Melancolía | Por Ángeles Venteo

Melancolía | Ángeles Venteo Lara

Envuelta en mi embozo, estoy sentada en la terraza trasera de la casa que da al valle y desde la que se domina la laguna en su inmensidad. A mis pies, sobre su alfombrilla, mi fiel Buffy con cuya compañía intento paliar la falta de mi compañero de vida. La tarde va llegando a su fin y no puedo dejar de mirar a lo lejos, a las montañas que se levantan al otro lado bordeando el lago; con el deshielo, caen pequeñas cascadas que aumentan su nivel.

Hasta mí llega el murmullo del agua que se asemeja a un vals triste y taciturno. Contemplo los prolegómenos del crepúsculo. El sol se hunde en el horizonte lentamente, tiñéndolo  de colores rojos y azules que se reflejan en el agua; a esas horas parece un espejo inmenso de plata oscura. Son los últimos resplandores del ocaso y, aunque los días se van haciendo más largos y acortando las noches, aún hace frío y huele a humedad y madera.

Por el oeste, veo unas nubes oscuras que se mueven deprisa, como si cabalgaran a lomos del viento. Pronto el día se convertirá en noche y vendrá una oscuridad feroz cayendo sobre el valle; el silencio de la nada hará que me sienta completamente sola.

Los pájaros han apagado sus voces y han desaparecido del cielo, de los tejados y de los árboles intuyendo lo que se avecina.

El aire me arrebola  las mejillas y las tengo rojas igual que si me hubiera puesto coloretes.

Como presagiaban los negros estratos, el cielo se pone encapotado y negruzco amenazando lluvia. Pronto comienzan a caer unas pequeñas gotas de agua que, poco a poco, van aumentando y convirtiéndose en goterones; tengo que entrar dentro de la casa para refugiarme. Enciendo la chimenea, pues aún apetece el calor de la lumbre. Mientras, en el exterior, arrecia el viento azotando los aleros del tejado que emiten unos quejidos lacerantes.

Las gruesas gotas de agua caen sobre el  cobertizo, que con las paredes de madera y el tejado de chapa resuenan como si fueran un tambor africano. En su interior, aún está  apilada una ingente cantidad de palos cortados en pequeños trozos, preparados para ser devorados por las llamas del hogar ‹‹fue su último trabajo››

A oscuras, me siento en un sillón frente a los ventanales. Las luces y sombras del fuego resultan reconfortantes; aún así, mi melancolía no desaparece.

Han comenzado los relámpagos que iluminan la noche como si de una sucesión de  flashes se tratara, seguidos por incontenibles truenos con distintos tonos de sonoridad. Mi querido Buffy, asustado, da un salto y se refugia en mi regazo. La noche está cerrada y la estancia ya solo se alumbra con los faroles que hay en la terraza.

El agua cae racheada por el vendaval que también mece los olmos que rodean la casa. Es como si las nubes se hubieran tragado toda el agua de los océanos y estuvieran vomitándolas de golpe. Algunos árboles azotados por el viento y la lluvia se mueven enloquecidos; agitan los brazos como si quisieran huir del lugar donde están enraizados. Sus ramas se doblegan al antojo del aire y algunas  pegan en las ventanas igual que si un alma desencarnada  estuviera llamando para pedir cobijo.

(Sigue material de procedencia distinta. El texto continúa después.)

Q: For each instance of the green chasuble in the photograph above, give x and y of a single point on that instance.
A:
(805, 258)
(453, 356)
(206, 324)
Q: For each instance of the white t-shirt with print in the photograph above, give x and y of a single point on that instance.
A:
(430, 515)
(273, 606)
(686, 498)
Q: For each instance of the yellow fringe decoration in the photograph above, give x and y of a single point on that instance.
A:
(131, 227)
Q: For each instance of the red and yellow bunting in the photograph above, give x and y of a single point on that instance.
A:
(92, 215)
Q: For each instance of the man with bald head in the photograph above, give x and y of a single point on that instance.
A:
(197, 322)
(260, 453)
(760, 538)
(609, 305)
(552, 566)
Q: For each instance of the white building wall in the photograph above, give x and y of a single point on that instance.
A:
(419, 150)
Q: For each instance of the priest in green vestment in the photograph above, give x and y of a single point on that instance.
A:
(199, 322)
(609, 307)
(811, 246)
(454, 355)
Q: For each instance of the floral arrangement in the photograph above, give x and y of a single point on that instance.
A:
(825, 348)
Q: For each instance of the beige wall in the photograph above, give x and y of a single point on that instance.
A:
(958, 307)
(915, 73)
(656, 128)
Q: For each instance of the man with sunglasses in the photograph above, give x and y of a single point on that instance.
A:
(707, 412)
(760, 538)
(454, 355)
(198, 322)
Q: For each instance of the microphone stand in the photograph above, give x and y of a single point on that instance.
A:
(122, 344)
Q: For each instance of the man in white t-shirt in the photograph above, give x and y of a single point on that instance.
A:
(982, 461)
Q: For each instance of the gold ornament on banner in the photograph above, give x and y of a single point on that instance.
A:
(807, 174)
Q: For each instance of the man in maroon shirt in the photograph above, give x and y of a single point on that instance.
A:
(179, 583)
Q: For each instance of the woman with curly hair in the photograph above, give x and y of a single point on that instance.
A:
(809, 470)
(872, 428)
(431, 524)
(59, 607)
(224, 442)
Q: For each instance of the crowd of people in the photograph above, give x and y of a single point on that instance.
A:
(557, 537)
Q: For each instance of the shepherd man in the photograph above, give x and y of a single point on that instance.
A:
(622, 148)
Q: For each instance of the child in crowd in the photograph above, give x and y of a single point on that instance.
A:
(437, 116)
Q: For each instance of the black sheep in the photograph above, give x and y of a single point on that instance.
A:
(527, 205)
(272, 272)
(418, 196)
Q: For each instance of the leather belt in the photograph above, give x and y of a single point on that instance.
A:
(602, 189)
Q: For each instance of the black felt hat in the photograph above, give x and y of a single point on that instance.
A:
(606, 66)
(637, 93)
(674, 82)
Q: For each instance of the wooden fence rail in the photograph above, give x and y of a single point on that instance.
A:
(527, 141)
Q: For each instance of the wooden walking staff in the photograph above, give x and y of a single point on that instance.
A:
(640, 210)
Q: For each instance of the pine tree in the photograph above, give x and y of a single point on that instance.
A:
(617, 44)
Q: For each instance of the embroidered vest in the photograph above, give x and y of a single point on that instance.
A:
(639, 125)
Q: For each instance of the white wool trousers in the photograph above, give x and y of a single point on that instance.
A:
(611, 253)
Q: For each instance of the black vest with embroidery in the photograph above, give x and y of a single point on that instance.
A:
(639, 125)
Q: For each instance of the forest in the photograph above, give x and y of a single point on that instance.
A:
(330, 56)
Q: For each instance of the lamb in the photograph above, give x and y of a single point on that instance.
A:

La lluvia cae por los cristales haciendo ondas que, iluminadas por las luces de afuera, se reflejan en mi rostro desdibujando mis facciones. Si alguien mirara a través de la ventana, no sabría si lo que cae por mi mejilla es una lágrima o el agua que resbala por el cristal.

Así transcurren varias horas. Solo tomo un poco de fruta antes de acostarme por eso de no morir de inanición.

Poco a poco el temporal va amainando. Ya solo se oye el chisporroteo de las  últimas brasas y algo triste y melancólico  se desparrama en el ambiente.

No tengo ninguna prisa por irme a la cama. Será otra noche de insomnio buscándote a mi lado en el tálamo y aunque sé que ya no estás, sueño que mañana estarás de vuelta y me despertarás con tus melodías silbadas, que me darán ánimos para levantarme de un salto y acometer la jornada con alegría.